Finalizando o Enafal, dois outros temas foram referenciados: “Comunicação estratégica focada no Terceiro Setor”, a cargo do empresário e especialista em Gestão Estratégica da Comunicação Organizacional, James Rizo, que falou sobre os requisitos necessários à elaboração de campanhas que tornem mais eficientes e assertivas a divulgação da causa da Doença Falciforme.

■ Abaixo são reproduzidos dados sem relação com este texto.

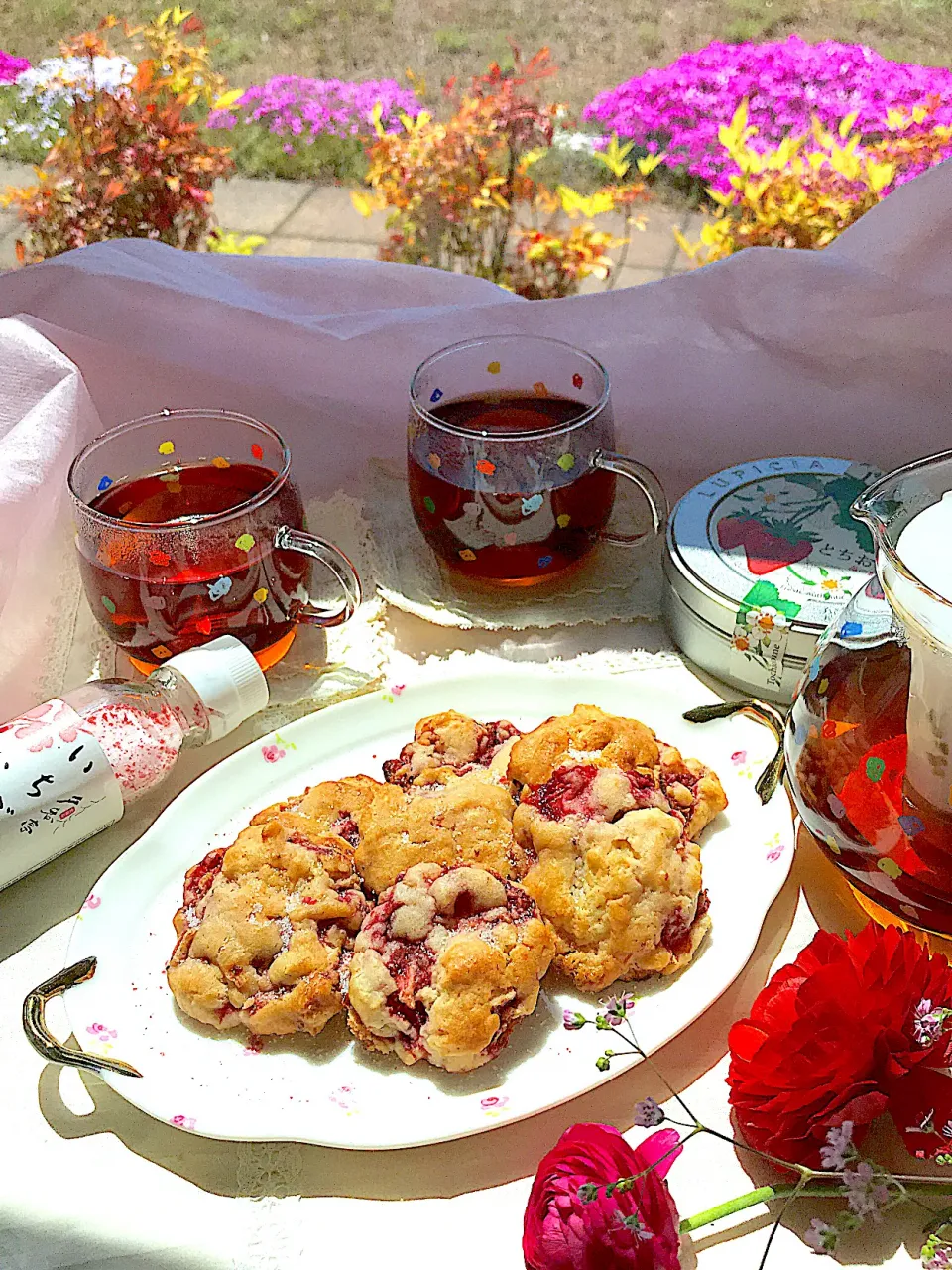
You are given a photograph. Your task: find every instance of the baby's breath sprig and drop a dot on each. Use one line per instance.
(869, 1191)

Na sequência, o tema foi “A importância das mídias sociais e o papel dela na disseminação do conhecimento sobre a Doença Falciforme e a contribuição das redes sociais na elaboração de políticas públicas”. Feita por Simone Bruna de Oliveira Ferreira, pessoa com DF, criadora de conteúdo e ativista, geógrafa e representante da Associação de Pessoas com Doença Falciforme do Paraná, a palestra destacou como o espaço digital amplia a capacidade de compartilhar conteúdos e informações qualificadas, superando limitações físicas e geográficas, facilitando a acessibilidade.

O Encontro integra outros dois eventos - o IX Simpósio de Doença Falciforme e o Simpósio de Enfermeiros – todos promovidos pelo Ministério da Saúde (MS), em parceria com a Fundação Hemominas, Secretaria de Estado da Saúde, Prefeitura de Belo Horizonte, Associação de Pessoas com Doença Falciforme (Dreminas) e Federação Nacional das Associações de Pessoas com Doença Falciforme (Fenafal) e que prosseguem até 11 de novembro. Os temas em discussão contemplam a necessidade de se retomar e reestruturar o fluxo da política de cuidado integral aos pacientes, passando pelo diagnóstico e tratamento das complicações relacionadas à triagem neonatal, transplantes de medula óssea e novos tratamentos, além de direitos trabalhistas, sociais e direito à educação, requeridos pela população que sofre da doença.